Would a prompt library do that too?
Skills are just prompts
Is there any API like Pi so that I can create extensions.
I've found is that nearly every extension on the official pi.dev/packages is vibe coded trash, like for example the most popular subagents extension.
Instead of just giving you a basic subagent, it's a whole kitchen sink of recursion, teams, chains, confusingly named agents like "oracle" etc. Basically feels like someone kept prompting "what else could we add here?".

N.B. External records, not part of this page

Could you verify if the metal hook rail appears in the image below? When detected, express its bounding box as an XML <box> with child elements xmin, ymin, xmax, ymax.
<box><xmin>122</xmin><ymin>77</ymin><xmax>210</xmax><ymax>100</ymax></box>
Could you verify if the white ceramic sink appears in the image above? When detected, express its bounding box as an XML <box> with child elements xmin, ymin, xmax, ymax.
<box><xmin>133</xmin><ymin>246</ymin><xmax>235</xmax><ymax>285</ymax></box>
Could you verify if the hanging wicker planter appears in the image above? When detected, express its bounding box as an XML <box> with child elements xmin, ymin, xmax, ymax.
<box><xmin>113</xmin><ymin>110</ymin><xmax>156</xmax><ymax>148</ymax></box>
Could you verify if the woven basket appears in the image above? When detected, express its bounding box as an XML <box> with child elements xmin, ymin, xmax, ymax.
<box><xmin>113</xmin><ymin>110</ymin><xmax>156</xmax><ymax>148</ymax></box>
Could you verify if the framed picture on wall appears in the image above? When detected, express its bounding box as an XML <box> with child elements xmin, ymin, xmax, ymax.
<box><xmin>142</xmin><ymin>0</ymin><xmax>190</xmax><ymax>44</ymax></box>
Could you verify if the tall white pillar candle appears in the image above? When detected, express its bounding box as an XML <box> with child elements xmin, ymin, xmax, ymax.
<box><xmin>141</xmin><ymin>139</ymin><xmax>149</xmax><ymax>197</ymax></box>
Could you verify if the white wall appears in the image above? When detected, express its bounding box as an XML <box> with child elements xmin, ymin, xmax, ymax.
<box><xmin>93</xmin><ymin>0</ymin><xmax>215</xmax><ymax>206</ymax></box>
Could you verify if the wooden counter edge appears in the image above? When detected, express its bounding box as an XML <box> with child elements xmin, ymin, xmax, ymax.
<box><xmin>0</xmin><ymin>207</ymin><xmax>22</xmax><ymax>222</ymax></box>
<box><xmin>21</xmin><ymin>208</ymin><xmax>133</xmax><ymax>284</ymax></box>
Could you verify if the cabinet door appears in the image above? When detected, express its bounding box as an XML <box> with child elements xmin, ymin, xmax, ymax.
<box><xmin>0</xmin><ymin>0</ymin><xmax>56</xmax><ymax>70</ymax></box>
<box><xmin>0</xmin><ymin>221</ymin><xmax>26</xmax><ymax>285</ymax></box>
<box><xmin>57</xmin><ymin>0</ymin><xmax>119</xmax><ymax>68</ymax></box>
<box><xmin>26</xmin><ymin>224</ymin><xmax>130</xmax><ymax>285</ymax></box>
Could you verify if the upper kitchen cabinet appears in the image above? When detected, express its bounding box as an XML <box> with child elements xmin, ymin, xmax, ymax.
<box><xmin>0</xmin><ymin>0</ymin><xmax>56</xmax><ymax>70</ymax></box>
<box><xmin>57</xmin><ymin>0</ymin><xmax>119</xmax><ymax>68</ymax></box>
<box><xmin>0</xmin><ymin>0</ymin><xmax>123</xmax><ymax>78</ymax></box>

They're all like that. It's no wonder these slow down pi.
What I've done is just have the agent write my own.
Get a local copy of e.g. that kitchen sink subagents extension. Have the agent list all the features, then I give back a much smaller list of the features I want and say "write me a new extension with just these new features" and every time it one shots it (using GPT 5.3 usually), then 20-30 minutes later I have a working, lightweight extension tuned to my exact workflow.
I've done this for I guess about 8 extensions now (subagents, a lightweight typescript LSP, web search, background processes, Claude style hooks, plan mode are the main ones) and it's very fast and snappy.
Imo, this shouldn't be embedded in the executor layer. Orchestration should handle this.
Appears so, because I am so turned off by it...
1. Couldn't be built only using prompts
2. Couldn't be built only using MCP servers
3. Would have improved my UX experience (as i hope, your UX experience).
From those three conditions, I chose integrated git worktrees and loops
1. The tools that are given to the agent are almost the same to the one defined in Opencode, except for Skills and Subagents (both features not implemented in zerostack)
2. Zerostack is prompt-based, so that it ships with a set of .md files, stored in ~/.config/zerostack/prompt, and that can be selected from the TUI in order to activate different 'agents': as you can see from the README, it is designed to contain the most important feautres of superpower + Claude's front-end design + git worktree support and Ralph Wiggum loops (both as integrated features)
2. As said before, there are no benchmarks right now, but it is good enough for me, so I hope it's good enough for y'all :)
3. Transfering settings from other agents is out-of-scope for a minimalstic coding agent, but the idea is that, apart from MCP server, the rest might just force you to learn how zerostack works, because of design choices such as not having Skills or having certain specialized tools integrated (worktrees and loops).
Everyone wants to write one, building a new one is easy to start with, but tough to get to “prod ready” and the landscape is littered with failed attempts?
Certainly feels like it.
This is really good though; works well and at least has a clearly articulated raison d'être.
What do Jetbrains users use then? Amp?
a low level language. please no more scripting language TUIs!
It just does not rely on GC and allows to manage resources efficiently. This efficiency is partly due to its being so high-level.
This is obv only a technical talk, as writing an AI TUI in pure C would be rather... ehhh
Lower-level languages like Zig or even Go, to say nothing of C, lack many of the high-level language features that power this efficiency.
-- So is deepseek-tui.
Although people are complaining about its RAM usage in this thread, I haven't bothered to check how much RAM it uses.